November 6, 2023The Intersectiongeopoliticspluralism

The negative externalities of the war in West Asia

The effectiveness of mass terrorism, the acceptance of collective punishment and the West's loss of credibility will cast a long shadow on the 21st century.

Mint This is an unedited draft of The Intersection column that appears every other Monday in Mint.

The externalities of Hamas’s perverse terrorism and Israel’s massive military retaliation will haunt the whole world for at least another generation. The conflict is still in progress but its course over the past month has already given us three terrible assessments.

See some tentative lessons from Hamas’s raid of Israeli territory in this blog post.

First, Hamas demonstrated that terrorism can succeed in advancing political objectives. In this it has reversed the post-9/11 strategic consensus that terrorism is not only ineffective as a political strategy but can delegitimise the political cause it seeks to advance. The world had forgotten the Palestinian cause. A month ago, Israel was close to a rapprochement with the Arab powers, Western powers were focused Russia, China and Iran, and Palestine was off the global agenda. Yet even before the Hamas invaders were beaten back, the two-stage solution’ — meaning the creation of viable Palestinian state — was back in circulation. A month later, there is global acknowledgement that ensuring that genuine Palestinian grievances must be addressed and that the two-state solution must be considered with greater urgency.

Hamas killed over 1400 Israelis and bears responsibility for the over 9000 Palestinian deaths from the Israeli retaliation that it knowingly and wilfully provoked. The mind-boggling human suffering — thousands of Israeli families shattered, Gaza reduced to rubble, its own liquidation — is the cost that the Hamas leadership accepted as the price to achieve its political goals. That such a murderous, collectively suicidal strategy turned out to be effective is what should worry the rest of the world.

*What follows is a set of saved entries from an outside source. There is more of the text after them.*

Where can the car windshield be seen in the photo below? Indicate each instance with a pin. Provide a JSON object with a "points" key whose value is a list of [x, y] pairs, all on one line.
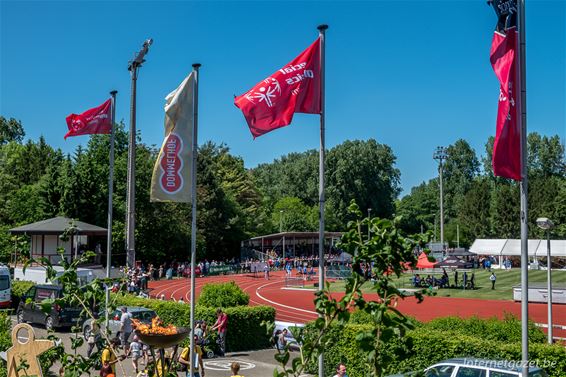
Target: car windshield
{"points": [[4, 282]]}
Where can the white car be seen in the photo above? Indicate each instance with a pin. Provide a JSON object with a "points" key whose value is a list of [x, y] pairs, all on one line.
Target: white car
{"points": [[470, 367]]}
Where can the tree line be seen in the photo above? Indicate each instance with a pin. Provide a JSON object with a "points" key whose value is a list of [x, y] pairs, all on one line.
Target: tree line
{"points": [[234, 203]]}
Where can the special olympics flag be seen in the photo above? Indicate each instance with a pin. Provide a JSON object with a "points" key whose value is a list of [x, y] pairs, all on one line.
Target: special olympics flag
{"points": [[172, 172], [295, 88], [94, 121], [506, 159]]}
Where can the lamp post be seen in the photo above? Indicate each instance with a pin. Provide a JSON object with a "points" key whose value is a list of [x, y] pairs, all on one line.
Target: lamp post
{"points": [[547, 225], [133, 66], [440, 155], [369, 222]]}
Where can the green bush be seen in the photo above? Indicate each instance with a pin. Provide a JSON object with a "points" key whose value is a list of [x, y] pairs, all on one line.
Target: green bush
{"points": [[223, 295], [5, 339], [506, 330], [244, 329], [19, 288], [434, 342]]}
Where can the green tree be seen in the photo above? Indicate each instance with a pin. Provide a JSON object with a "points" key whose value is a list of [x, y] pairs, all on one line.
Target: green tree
{"points": [[11, 130]]}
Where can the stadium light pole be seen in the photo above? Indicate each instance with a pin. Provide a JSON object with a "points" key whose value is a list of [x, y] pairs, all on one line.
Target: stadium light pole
{"points": [[440, 155], [369, 222], [133, 67], [547, 224]]}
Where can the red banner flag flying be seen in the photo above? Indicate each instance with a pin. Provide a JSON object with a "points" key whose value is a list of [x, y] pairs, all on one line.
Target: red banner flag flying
{"points": [[94, 121], [506, 159], [295, 88]]}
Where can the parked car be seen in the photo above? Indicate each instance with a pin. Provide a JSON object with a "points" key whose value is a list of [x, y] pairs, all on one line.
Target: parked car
{"points": [[143, 315], [470, 367], [29, 309]]}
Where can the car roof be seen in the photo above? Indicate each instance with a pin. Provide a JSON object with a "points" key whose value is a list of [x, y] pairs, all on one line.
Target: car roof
{"points": [[512, 366], [136, 309], [49, 286]]}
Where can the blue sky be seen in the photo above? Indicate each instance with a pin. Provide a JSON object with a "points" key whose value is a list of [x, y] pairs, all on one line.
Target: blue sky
{"points": [[410, 74]]}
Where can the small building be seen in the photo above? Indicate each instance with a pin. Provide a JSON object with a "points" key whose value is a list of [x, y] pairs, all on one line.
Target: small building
{"points": [[288, 244], [45, 238]]}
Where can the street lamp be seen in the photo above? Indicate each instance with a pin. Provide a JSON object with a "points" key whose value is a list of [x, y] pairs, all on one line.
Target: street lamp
{"points": [[369, 222], [440, 155], [133, 66], [547, 224]]}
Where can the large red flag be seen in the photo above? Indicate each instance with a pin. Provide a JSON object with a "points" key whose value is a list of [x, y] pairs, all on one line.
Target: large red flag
{"points": [[295, 88], [506, 159], [94, 121]]}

Second, the international acquiescence of Israel’s collective punishment over 2 million Gazans has destroyed humanitarian norms against the targeting of civilians. Almost every conflict has violated those norms — a clean military-to-military combat exists only in theory — but preventing civilian harm (or collateral damage) has been a consideration that weighed on the minds of war planners and the international community. It is understandable that few world leaders rebuked Israeli leaders’ calls for collective punishment in the immediate aftermath of Hamas’s terrorist attack. Western leaders are expressing more concern for humanitarian issues now, but it is an inescapable fact that Israel’s retaliation has already destroyed Gaza and inflicted immense pain and suffering on its population.

We need not lapse into the hopeful line that the people of Gaza are not all supporters of Hamas. Even if they were — and I will not be surprised if most of them are — the line between civilian non-combatants and fighters is distinct in common sense, law and morality. Reversing over a century of development of international norms against the targeting of civilians at a time when even the weakest country possesses formidable firepower (which becomes all the more formidable when used against civilians) will make this a bloodier century.

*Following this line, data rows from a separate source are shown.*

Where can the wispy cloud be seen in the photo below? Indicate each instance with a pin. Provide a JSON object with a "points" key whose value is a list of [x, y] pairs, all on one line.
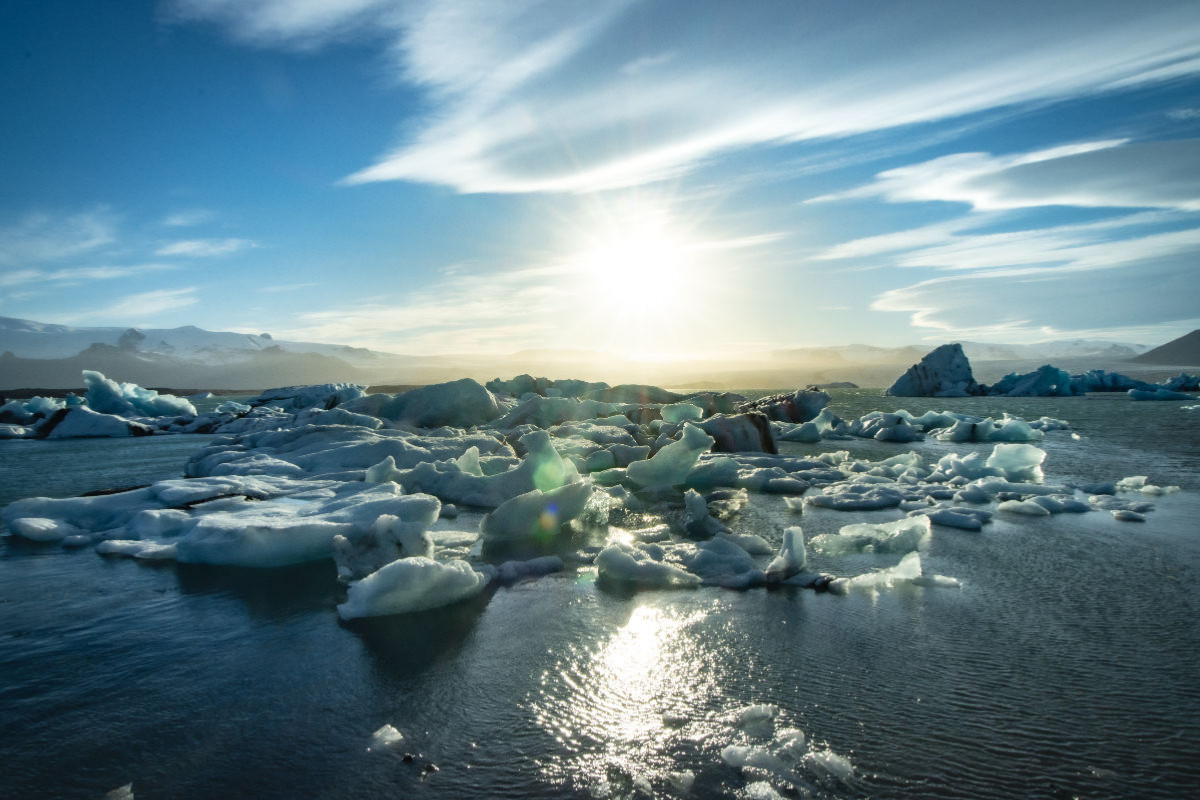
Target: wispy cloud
{"points": [[41, 238], [79, 274], [189, 218], [204, 247], [1095, 174], [144, 305], [295, 23], [585, 96], [287, 287]]}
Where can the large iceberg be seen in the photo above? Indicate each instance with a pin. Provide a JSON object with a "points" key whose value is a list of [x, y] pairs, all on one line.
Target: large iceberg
{"points": [[130, 400], [943, 372]]}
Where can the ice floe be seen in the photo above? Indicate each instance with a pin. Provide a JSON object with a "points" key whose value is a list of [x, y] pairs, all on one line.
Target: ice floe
{"points": [[648, 488]]}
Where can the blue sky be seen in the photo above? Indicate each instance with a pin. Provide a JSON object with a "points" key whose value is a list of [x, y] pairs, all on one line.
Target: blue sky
{"points": [[655, 179]]}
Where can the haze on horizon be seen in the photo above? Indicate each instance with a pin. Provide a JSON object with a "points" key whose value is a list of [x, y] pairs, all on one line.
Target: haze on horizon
{"points": [[647, 179]]}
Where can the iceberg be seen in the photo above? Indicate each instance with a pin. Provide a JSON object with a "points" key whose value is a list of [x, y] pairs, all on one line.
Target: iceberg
{"points": [[943, 372], [636, 565], [130, 400], [82, 422], [1044, 382], [459, 403], [412, 584], [671, 464], [802, 405], [535, 516]]}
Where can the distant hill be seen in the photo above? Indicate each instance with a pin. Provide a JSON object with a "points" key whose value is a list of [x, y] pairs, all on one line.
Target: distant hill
{"points": [[271, 367], [31, 340], [52, 356], [1183, 352]]}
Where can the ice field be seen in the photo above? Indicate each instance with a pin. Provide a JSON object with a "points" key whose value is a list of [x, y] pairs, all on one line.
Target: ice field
{"points": [[615, 594]]}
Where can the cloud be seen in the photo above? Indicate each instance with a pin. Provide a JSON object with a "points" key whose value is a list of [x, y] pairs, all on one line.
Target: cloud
{"points": [[298, 23], [41, 238], [205, 247], [565, 96], [286, 287], [1096, 174], [79, 274], [1132, 271], [187, 218], [138, 306]]}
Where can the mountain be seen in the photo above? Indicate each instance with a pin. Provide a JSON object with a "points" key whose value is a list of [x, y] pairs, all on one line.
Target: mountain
{"points": [[1183, 352], [51, 356], [30, 340], [270, 367]]}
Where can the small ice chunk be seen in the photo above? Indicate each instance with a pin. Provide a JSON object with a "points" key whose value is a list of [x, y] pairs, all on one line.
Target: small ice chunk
{"points": [[684, 411], [792, 555], [535, 515], [42, 529], [839, 767], [682, 781], [137, 548], [756, 720], [513, 571], [412, 584], [762, 791], [385, 739], [384, 471], [671, 464], [1026, 507], [627, 564], [900, 536]]}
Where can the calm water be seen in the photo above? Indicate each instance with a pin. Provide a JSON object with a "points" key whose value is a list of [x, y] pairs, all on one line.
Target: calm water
{"points": [[1066, 666]]}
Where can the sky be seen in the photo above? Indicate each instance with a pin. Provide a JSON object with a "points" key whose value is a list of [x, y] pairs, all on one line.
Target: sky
{"points": [[652, 179]]}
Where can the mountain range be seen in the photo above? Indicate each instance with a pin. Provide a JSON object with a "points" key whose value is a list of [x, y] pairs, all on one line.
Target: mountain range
{"points": [[51, 356]]}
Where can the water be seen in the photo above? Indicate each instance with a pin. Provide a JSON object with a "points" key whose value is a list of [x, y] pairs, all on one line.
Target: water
{"points": [[1066, 666]]}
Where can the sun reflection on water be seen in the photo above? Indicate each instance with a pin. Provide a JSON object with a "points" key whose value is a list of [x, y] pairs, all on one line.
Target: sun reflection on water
{"points": [[629, 707]]}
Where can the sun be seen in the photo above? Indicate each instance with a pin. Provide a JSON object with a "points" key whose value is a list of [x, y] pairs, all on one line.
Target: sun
{"points": [[637, 277]]}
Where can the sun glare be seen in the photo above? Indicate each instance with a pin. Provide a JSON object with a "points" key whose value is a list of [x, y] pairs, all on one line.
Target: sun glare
{"points": [[639, 280]]}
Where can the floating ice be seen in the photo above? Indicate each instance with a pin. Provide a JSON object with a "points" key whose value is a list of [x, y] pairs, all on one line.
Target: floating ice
{"points": [[636, 565], [385, 739], [513, 571], [138, 549], [671, 464], [900, 536], [324, 396], [1158, 395], [792, 555], [411, 584], [697, 522], [388, 539], [1140, 483], [460, 403], [885, 427], [1045, 382], [988, 429], [682, 411], [739, 433], [535, 516], [82, 422], [856, 497], [943, 372], [802, 405], [130, 400]]}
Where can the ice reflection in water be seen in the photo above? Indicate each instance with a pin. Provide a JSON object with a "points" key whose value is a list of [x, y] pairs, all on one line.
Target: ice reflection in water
{"points": [[628, 709]]}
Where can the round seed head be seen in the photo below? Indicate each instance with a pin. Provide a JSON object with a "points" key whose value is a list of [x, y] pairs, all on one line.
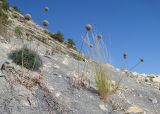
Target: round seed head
{"points": [[125, 55], [88, 27], [45, 23], [141, 60], [46, 9], [27, 34], [28, 17], [99, 36]]}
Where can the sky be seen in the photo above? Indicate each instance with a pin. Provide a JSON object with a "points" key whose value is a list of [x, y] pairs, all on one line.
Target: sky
{"points": [[131, 26]]}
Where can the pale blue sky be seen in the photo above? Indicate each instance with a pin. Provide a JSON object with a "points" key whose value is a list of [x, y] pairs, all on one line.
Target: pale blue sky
{"points": [[131, 26]]}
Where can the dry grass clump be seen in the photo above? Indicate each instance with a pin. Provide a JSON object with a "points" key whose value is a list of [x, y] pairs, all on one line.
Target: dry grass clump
{"points": [[26, 58], [95, 51], [29, 80]]}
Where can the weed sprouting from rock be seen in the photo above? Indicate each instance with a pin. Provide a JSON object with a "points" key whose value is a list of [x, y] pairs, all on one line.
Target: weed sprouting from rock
{"points": [[31, 60]]}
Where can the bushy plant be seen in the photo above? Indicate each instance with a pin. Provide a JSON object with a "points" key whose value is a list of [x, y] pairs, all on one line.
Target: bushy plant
{"points": [[70, 43], [16, 9], [58, 36], [18, 31], [31, 60]]}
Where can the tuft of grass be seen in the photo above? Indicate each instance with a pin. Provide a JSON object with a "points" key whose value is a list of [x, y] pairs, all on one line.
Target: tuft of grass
{"points": [[103, 82], [31, 60]]}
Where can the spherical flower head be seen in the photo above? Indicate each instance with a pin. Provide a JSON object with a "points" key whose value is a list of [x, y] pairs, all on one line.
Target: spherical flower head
{"points": [[28, 17], [88, 27], [125, 55], [99, 36], [141, 60], [46, 9], [45, 23], [27, 34]]}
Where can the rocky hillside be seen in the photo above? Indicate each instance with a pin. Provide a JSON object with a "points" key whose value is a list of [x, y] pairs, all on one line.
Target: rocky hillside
{"points": [[51, 90]]}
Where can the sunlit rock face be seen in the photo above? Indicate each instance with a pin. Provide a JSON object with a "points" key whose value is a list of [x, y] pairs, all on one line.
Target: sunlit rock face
{"points": [[51, 90]]}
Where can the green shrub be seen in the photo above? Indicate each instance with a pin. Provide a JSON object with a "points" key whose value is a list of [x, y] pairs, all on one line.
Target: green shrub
{"points": [[4, 5], [70, 43], [58, 36], [102, 82], [18, 31], [31, 60], [16, 9]]}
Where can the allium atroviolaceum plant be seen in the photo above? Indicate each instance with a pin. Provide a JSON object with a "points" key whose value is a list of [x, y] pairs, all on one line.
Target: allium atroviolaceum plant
{"points": [[28, 17], [90, 45], [99, 36], [125, 55], [88, 27], [141, 60], [46, 9], [45, 23]]}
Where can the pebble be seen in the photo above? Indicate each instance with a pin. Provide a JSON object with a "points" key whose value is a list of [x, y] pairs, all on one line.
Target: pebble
{"points": [[153, 100]]}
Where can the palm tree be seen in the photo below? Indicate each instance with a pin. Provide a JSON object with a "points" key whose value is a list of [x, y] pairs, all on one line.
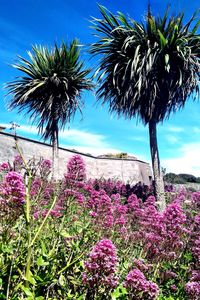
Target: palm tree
{"points": [[147, 70], [50, 90]]}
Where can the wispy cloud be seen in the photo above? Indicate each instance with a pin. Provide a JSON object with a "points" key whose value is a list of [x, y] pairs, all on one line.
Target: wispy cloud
{"points": [[80, 140], [172, 139], [175, 129], [187, 160], [196, 129]]}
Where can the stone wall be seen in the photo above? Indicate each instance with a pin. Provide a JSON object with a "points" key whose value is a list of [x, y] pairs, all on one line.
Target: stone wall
{"points": [[131, 170]]}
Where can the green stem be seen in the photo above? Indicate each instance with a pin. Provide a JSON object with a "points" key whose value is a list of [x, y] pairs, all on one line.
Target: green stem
{"points": [[43, 222], [70, 264]]}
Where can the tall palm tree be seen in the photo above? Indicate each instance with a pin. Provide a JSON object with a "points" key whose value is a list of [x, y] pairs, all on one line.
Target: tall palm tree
{"points": [[50, 90], [147, 70]]}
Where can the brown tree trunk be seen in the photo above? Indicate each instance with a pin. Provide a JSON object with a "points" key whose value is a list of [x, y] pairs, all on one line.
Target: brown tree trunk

I think the idea of a geo-moral balance” is interesting to explore. It is an outcome of the contestation of grand narratives and shapes contextual epistemology of populations and their leaders.

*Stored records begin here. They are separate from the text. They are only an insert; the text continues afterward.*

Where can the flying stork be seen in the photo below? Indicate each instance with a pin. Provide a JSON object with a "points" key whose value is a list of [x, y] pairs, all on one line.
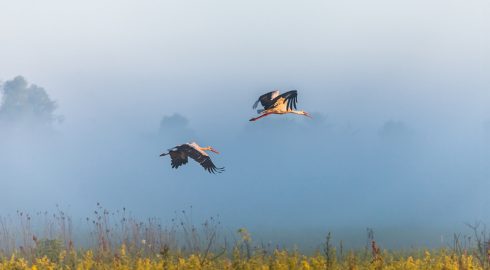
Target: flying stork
{"points": [[180, 153], [274, 103]]}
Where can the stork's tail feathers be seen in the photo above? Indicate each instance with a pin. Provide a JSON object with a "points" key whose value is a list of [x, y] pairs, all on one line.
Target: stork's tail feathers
{"points": [[216, 170]]}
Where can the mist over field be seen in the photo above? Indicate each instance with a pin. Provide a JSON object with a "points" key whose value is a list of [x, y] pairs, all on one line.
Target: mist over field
{"points": [[399, 93]]}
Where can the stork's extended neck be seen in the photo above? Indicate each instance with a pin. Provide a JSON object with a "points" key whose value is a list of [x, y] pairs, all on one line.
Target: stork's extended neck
{"points": [[209, 148]]}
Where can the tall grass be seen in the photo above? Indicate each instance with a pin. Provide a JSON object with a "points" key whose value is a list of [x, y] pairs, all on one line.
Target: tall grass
{"points": [[116, 240]]}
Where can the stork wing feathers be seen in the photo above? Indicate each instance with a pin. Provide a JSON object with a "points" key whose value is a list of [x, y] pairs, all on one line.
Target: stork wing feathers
{"points": [[266, 99], [290, 97], [204, 160]]}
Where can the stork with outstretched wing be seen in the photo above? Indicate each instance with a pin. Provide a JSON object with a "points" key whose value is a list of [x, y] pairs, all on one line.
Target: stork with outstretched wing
{"points": [[180, 153], [275, 103]]}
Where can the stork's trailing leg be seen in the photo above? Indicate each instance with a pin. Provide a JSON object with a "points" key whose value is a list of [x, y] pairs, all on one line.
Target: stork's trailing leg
{"points": [[257, 118]]}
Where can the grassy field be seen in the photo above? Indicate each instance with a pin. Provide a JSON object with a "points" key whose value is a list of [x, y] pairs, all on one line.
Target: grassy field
{"points": [[115, 240]]}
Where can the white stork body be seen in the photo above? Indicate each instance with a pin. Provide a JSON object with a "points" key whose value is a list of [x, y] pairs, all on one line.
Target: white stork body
{"points": [[274, 103], [180, 153]]}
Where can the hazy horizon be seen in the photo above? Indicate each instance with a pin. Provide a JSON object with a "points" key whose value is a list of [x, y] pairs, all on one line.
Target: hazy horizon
{"points": [[399, 93]]}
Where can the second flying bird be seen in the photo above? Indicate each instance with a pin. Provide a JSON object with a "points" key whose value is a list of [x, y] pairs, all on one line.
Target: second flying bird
{"points": [[274, 103]]}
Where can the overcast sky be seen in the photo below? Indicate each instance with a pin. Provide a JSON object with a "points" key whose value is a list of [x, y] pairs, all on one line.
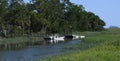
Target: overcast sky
{"points": [[107, 10]]}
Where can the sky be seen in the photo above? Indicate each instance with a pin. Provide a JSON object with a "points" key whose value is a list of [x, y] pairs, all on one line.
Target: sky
{"points": [[107, 10]]}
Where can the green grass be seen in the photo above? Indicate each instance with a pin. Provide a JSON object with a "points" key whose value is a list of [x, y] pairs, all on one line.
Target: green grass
{"points": [[103, 46]]}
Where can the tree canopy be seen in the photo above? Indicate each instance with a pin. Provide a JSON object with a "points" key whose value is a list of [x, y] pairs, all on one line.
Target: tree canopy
{"points": [[49, 16]]}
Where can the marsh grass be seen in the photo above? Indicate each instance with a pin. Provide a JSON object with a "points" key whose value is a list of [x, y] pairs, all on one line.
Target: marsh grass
{"points": [[104, 46]]}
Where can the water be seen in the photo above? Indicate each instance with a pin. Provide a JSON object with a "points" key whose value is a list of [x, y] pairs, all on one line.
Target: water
{"points": [[36, 53]]}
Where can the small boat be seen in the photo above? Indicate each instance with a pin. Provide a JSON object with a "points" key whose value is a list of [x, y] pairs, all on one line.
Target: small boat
{"points": [[54, 38]]}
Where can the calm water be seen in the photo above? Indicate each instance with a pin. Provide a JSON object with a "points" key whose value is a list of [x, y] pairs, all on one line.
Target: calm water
{"points": [[36, 53]]}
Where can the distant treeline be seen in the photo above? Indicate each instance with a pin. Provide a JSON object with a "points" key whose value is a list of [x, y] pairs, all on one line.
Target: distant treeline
{"points": [[49, 16]]}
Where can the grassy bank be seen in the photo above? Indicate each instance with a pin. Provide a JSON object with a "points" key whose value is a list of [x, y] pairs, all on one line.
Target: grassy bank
{"points": [[19, 42], [103, 46]]}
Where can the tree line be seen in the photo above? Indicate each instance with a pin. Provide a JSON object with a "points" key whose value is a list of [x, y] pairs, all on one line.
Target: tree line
{"points": [[47, 16]]}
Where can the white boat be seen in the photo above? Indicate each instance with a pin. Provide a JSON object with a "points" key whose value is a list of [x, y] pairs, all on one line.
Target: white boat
{"points": [[55, 38]]}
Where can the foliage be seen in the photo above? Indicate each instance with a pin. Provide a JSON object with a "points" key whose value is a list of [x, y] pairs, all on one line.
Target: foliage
{"points": [[52, 16]]}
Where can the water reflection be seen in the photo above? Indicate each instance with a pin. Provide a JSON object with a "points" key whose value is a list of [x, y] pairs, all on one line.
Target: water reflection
{"points": [[34, 53]]}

Third, the United States and Europe have destroyed their credibility as proponents of the much-lamented rules-based international order. It is not lost on large parts of the world that the West is currently demanding that everyone support Ukrainian freedom and oppose Russian attacks against civilians but the very opposite with respect to the Palestinians and Israel. Russia, China and Iran are not losing the opportunity to point this out and will benefit from this shift in the geo-moral balance.

Realists do not put much stock in claims that international relations are driven by values and will argue that that the West has always been hypocritical just like everyone else, and morals are just a fig leaf. Yet the fig leaf does make a difference, if not to one’s attire, to the tactical opportunity of being able to point out that one’s adversary is stark naked. If the United Nations was fighting for relevance before this war, the indignity that it has been subjected to in the past few weeks opens it up to further insult.

When we analysed this conflict using a complexity lens at Takshashila we found that its outcome will hinge on the suffering of civilians, both Israeli and Palestinian. It is the extent of their suffering and the reaction it elicits from their leaders, regional powers and the international community that will determine the future. Watching a humanitarian tragedy unfold before our eyes can create popular pressure for de-escalation and diplomacy. At the same time, visible suffering can just as likely trigger greater escalation when parties seek to punish others and exact vengeance. The question is how many times the cycle of violence must turn before the parties acknowledge the reality of compromise. The answer, as Bob Dylan wrote, is blowin’ in the wind.

PS. India’s proposal for a federal solution and the protection of minority rights in undivided Palestine was dismissed as hopelessly idealistic at the United Nations in 1949. It is perhaps even more dismissible today, but we must not stop dreaming of a better world. As I argued in my previous column, pluralism is better than self-determination in the Information Age.